Initially used for claims of $1,500 or less, the state now offers the service for claims up to $5,000. These paperless claims are processed immediately and paid within five business days.
The greatest benefit of this option is that more Oklahomans are getting their money faster. Additional benefits include savings on postage, paper and printing costs, and more efficient use of staff time.
For fiscal years 2012 and 2013, the treasury set record highs for total funds returned to owners. It’s also taking less time for people to get what belongs to them. State law requires claims be processed within 90 days. The office currently averages 80 days amongst all properties from the time a claim is filed until the property is recovered, and is working to reduce that number to 60 days or less.
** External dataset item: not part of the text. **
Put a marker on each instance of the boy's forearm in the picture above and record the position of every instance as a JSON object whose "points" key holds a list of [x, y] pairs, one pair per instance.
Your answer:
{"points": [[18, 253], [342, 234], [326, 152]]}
While many claims are paid quicker than the average, more complicated claims take longer, especially those with deceased owners and large dollar amounts, which require probate and attorneys to ensure proper distribution to heirs.
With the enhanced marketing and outreach, the treasurer’s office expects an increase in the volume of claims submitted to the office.
So, the challenge became how to handle the increased workload: add more employees and expand the office or keep the same staff but ask them to work more hours and increase the budget for overtime? The treasurer had another idea: rather than grow government, borrow best business practices from the private sector.
With the division just completing another record year, the treasurer set the bar even higher for the coming year. To incentivize employees to reach or exceed that goal, he launched a first-in-the-nation pilot program using performance-based pay for unclaimed property staff.
Employees handling claims will have the opportunity to earn additional pay for achieving results above current record levels of returns.
With the new incentive structure, the office expects to far surpass the records set in each of the past two years.
A true public service
The state’s unclaimed property program isn’t the only way for the public to have forgotten assets returned, but it is the only option that is free to the user.
State statutes prohibit publication of a property’s value due to security precautions against fraudulent claims and privacy protection for owners and heirs.
However, the names of property owners are public records and a cottage industry of heir finders developed to try and match those names with property – for a fee.
In states without caps, finder fees can be as much as 50 percent of the claim’s value. In Oklahoma, finders can retain up to 25 percent of the value of recovered assets.
Several other states, such as Nevada, Louisiana and Massachusetts, have capped finder fees at 10 percent. The tightest cap appears to be in Washington state, where finders are limited to no more than five percent of asset’s value.
Under such an arrangement, the finder will ask a potential owner to sign a contract. The majority of firms that provide these services work within the law, but there are also many unclaimed property scams across the United States.
The best advice for anyone contacted by a finder is to first check the state’s free, searchable website.
Across all areas of its operations, the treasurer’s office is implementing changes to continually enhance service and performance for the public while keeping costs down.
Uncharted territory lies ahead with the reboot of the state’s unclaimed property program. When a best practice model doesn’t exist, sometimes a new one must be created.
Being the first in the nation to try new approaches comes with challenges. Business-as-usual would have been to do only what state law required.
Instead, the coming year will be spent charting a new course to inform the public of this service and hopefully reuniting more citizens with their belongings.
The results could be to position Oklahoma’s unclaimed property program as a model for the nation to follow.